As of now, one of my goals is to live my life, not become a burden to anyone else and to my own self, and do... awesome things; further refining of my Psychic and Magickal abilities, doing my best at school, honing the power of my memory to achieve a training-obtained Eidetic Memory/Powerful Memorization skills, then doing some recreational activities from time to time, albeit a bit on the non-spiritual side such as arts, music, games, etc., since I feel that these are one of the steps that will help me make myself worthy of my own, self-love once again, and I do need time to recover from the self-hate I had a few months ago.

So anyway, right now, according to the info I provided above, these are the only factors I can think of regarding this pressure on the top of my head and I am researching this for a few weeks now and google keeps displaying results regarding "Kundalini Symptom"... but right now I want to gather as much info and insight as much as possible from other sources so I thought of posting here...

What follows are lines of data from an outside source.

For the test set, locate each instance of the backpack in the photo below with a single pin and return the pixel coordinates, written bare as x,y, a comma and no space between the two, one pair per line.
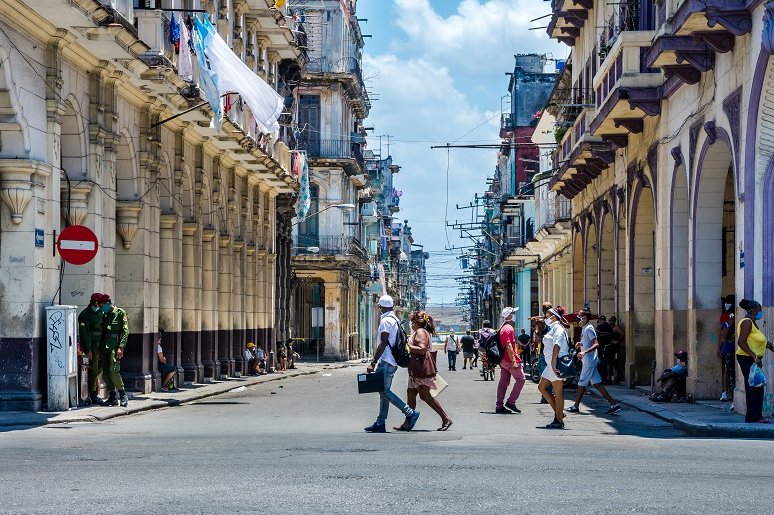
494,351
400,350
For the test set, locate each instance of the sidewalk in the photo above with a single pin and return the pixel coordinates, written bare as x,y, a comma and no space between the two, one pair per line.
156,400
704,418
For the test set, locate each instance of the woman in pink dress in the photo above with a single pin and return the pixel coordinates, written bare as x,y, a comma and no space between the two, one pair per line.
423,326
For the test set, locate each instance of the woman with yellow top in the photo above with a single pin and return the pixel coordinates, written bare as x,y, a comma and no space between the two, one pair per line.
752,345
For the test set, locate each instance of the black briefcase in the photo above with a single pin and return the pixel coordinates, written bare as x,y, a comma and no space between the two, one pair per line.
370,383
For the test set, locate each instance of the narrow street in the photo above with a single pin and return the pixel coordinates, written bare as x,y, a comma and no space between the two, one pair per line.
297,446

Is this really what they call the Kundalini Symptom? Like, is my Kundalini really rising up right now and I am beginning to feel physical symptoms of it? Also about the headache that followed 2 days ago (which is also the first time it happened after the day I consistently felt this top-of-head pressure), is it normal? I read somewhere in the internet that it is like what happens due to Kundalini rewiring my brain or something like that?

And how do I know if I am having a Kundalini Symptom and not... some sort of a brain disease now? I wanna know for now how to differentiate the two as well before I go and ask my mother to take me to the hospital to have a CT Scan (which is quite costly and might cause my mother to be unnecessarily worried).

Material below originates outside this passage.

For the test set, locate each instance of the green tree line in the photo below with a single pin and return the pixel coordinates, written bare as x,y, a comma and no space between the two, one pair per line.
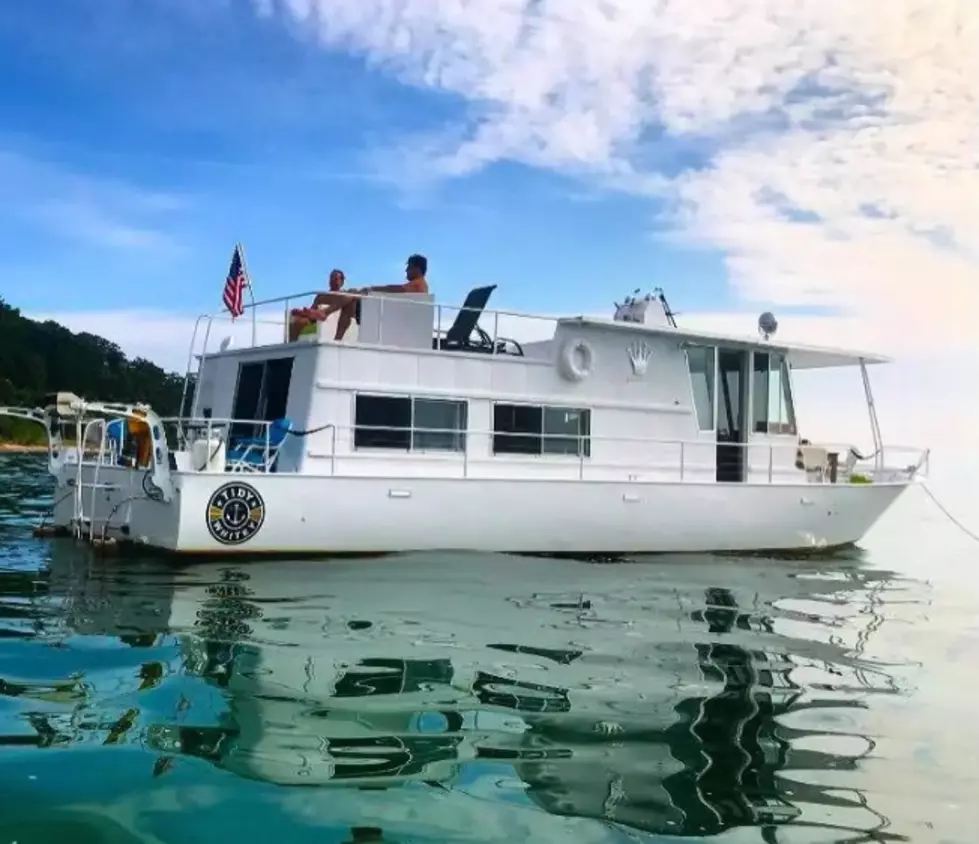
37,358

Lastly, what is the best thing to do while I am undergoing in this Kundalini Rising event in my life (if that is really what's happening); and things such as some nice Energy Development-related work to do and etc.?

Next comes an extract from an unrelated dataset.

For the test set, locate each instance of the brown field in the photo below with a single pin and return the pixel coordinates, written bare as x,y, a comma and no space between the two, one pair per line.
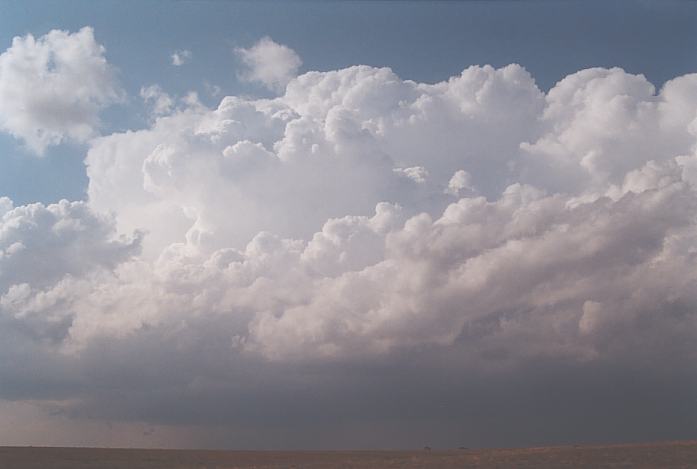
659,455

P.S. I did a little bit of research about the causes of brain tumors and all I found with my limited searching was: "Radiation to the head.
An inherited (genetic) risk. HIV infection. Cigarette smoking. Environmental toxins (for example, chemicals used in oil refineries, embalming chemicals, rubber industry chemicals)", I do not have nor experienced the first three causes said here, as for cigarette smoking I do not and will never smoke (the smell is just actually very disgusting for me, it even beats the smell we were once exposed to during our nursing training in the delivery room of a local hospital), but sometimes, year by year, I kept on encountering unruly public transportation drivers who smoke (despite the local law prohibiting smoking in this city and with a "No Smoking" sticker inside their vehicle) and I inhale the disgusting smoke they spew as a result, but I do my best to minimize the inhalation... but it makes me want to punch them in the face whenever that happens to be honest. Then for environmental toxins, I am also not exposed to those things, except maybe my everyday exposure to vehicle smoke since I have to go to school and stuff, and I often have to commute, but I don't know if those vehicle smoke counts.

Anyway sorry for the long post, I just feel like giving as much detail as I can since brain tumors are a no-no for me and I made it a goal to continue living, I would surely hate myself in the afterlife if I am to die without even attaining my goals now, so I have to keep this life, that has been saved many times, safe and use it well to attain my goals, one of which also involves being able to help a lot of other people in the process.